This case concerns the constitutional validity of amendments to the Canada Elections Act, S.C. 2000, c. 9 (“the Act”) that require voters to prove their identity and residence by prescribed means before casting a ballot in a federal election. The BCCLA intervened at the BC Supreme Court and at the BC Court of Appeal.
The BCCLA has long advocated for citizens’ rights and against circumstances where legislation may disproportionately negatively affect vulnerable and marginalized populations. In this case, the BCCLA argues that the new voter identification rules impose a barrier to voting that disproportionately affects certain groups, such as homeless, Indigenous, and rural voters, and that there is little evidence to suggest there was a voter fraud problem to justify changes to the legislation.
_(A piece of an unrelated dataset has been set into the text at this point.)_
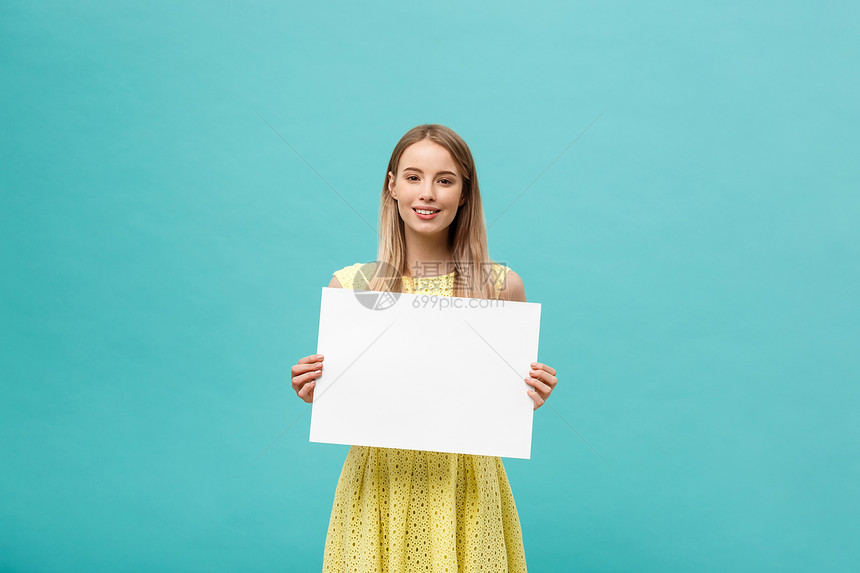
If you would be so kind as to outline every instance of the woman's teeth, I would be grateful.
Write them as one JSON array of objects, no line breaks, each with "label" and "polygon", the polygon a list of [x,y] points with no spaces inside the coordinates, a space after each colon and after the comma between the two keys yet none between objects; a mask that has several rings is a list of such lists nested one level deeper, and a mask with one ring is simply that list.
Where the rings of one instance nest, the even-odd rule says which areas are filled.
[{"label": "woman's teeth", "polygon": [[424,209],[415,209],[415,211],[418,213],[421,213],[422,215],[432,215],[433,213],[437,212],[437,211],[426,211]]}]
The government’s justifications for these measures do not outweigh the serious risk of disenfranchisement for marginalized and vulnerable individuals.
The BC Court of Appeal released its judgment in this case on Tuesday, January 28, 2014. The BC Court of Appeal upheld the decision of the BC Supreme Court, finding that while the amendments to the voting laws do infringe on the Charter’s section 3 voting rights, the infringement is justifiable under section 1. The Court of Appeal held that the trial judge did not err in her conclusion that there were no alternative, less drastic means of achieving the legislative goals (accepted as enhancing the integrity of the vote), nor in her conclusion that the salutary effects of the provisions outweighed the deleterious effects.
The BCCLA is represented by Dan Burnett, Q.C. of Owen Bird LLP and Mathew Good of Hordo, Bennett, Mounteer LLP.